Three cheers for the innovators of Switzerland & three lashes for the UK’s Financial Services gatekeepers
By Allan Lane, Algo-Chain – If you are a Discretionary Fund Manager running Model Portfolios on financial adviser platforms, you will often find that ETFs available on one platform are not available on another, which invariably forces the manager to oversee multiple incarnations of what is meant to be the same portfolio. Recently when I was trying to setup an ESG themed Model Portfolio on a platform for a new client, I was told that I could not include UBS’s EM ESG Diversified Bond ETF because the backend gatekeeper had decreed that access to this fund was not an option – and neither were any other EM ESG Bond ETFs.
UBS was the first ETF provider to trailblaze the ESG cause in the Corporate Bond space, and with that innovative step it became much easier to design a family of Multi-Asset ESG ETF Model Portfolios. UBS’s decision to build out their ESG credentials must have been a hard-won battle at times and one can only imagine how they will react when they realize that on some adviser platforms the ‘computer says no’!

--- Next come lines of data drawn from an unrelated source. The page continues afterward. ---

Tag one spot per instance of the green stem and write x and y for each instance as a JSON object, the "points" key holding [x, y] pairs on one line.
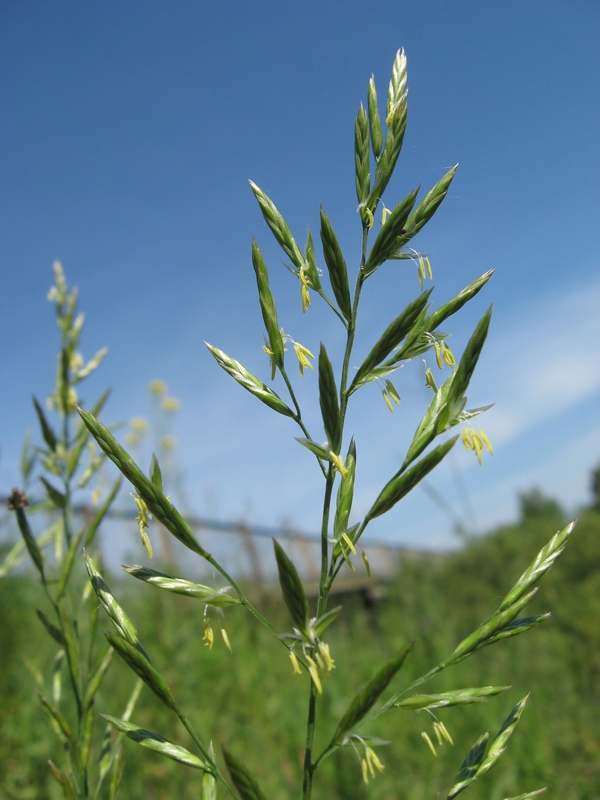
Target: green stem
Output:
{"points": [[298, 416], [309, 767]]}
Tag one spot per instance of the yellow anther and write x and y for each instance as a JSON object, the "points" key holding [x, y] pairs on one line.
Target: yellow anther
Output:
{"points": [[349, 542], [226, 639], [295, 663], [428, 742], [209, 635], [338, 463]]}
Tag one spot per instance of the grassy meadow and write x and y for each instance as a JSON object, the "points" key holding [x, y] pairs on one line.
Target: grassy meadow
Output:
{"points": [[252, 700]]}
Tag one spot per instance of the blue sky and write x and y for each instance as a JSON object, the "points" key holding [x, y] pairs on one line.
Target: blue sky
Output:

Like it or not, over the next five years, innovation will provide the only realistic framework from which the UK’s wealth management industry is going to grow from its current base. Yet for an industry whose favourite colour is beige, this will be quite some challenge.
Many pundits often place the blame at the FCA’s door, but many times it is the gatekeepers that are silently maintaining the status quo. Why give the end investor more choice when there is no apparent benefit in doing so? According to a recent report from Accenture, times are changing though as they estimate that with succession planning there is up to a USD1 trillion+ in wealth that will transfer from one generation to the next. Needless to say, there is every reason to believe they will be much more demanding than their parents’ generation ever was.

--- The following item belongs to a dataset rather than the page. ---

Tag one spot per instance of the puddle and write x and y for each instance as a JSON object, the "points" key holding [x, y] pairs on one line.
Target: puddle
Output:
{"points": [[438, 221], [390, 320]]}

One of the big challenges the ETF industry faces, along with the rest of the fund management industry, is the fact that there is just too much product available and proverbial ‘shelf space’ is at a premium. With over 2,000 ETFs listed on the London Stock Exchange where does one start? Let us not forget the paradox of choice where if given too many choices, one is less likely to buy. In a Stanford University research study published in 2000, psychologists Iyengar & Lepper, retold the tale where they found that consumers were bewitched if they were presented with 24 or more flavours of jam. It transpires ‘More is Less’ when presented with too many options, displaying a level of engagement that is demonstrated much lower than the case when only six choices were on offer.

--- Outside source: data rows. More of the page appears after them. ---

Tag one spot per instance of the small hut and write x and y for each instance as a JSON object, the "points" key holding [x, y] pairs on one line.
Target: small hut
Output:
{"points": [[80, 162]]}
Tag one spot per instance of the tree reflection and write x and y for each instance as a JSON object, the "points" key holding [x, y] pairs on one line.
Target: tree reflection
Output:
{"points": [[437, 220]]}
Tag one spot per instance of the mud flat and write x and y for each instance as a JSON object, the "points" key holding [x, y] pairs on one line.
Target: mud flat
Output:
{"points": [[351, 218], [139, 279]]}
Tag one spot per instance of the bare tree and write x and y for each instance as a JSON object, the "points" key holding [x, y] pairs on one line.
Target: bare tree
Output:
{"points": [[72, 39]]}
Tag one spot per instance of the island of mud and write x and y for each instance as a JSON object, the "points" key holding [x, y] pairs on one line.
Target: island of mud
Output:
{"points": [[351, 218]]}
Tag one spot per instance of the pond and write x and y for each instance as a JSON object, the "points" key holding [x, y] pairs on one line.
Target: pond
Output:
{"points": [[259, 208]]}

The news has just reached me that JP Morgan will be distributing their new family of model portfolios via Nutmeg’s robo-adviser platform, which first and foremost is a story about providing the end investor with more choice. But it is also a story of disintermediation. We all agree that it’s not feasible, nor commercially sensible, to offer unlimited choice to the end investor. Yet in a world where competition is fierce and every wealth manager or financial adviser is looking to grow their revenues, I would start to worry about those direct-to-consumer retail platforms that might start attracting some of the USD1 trillion that is on the move. The level of fees matters but sometimes the end investor simply wants some degree of choice.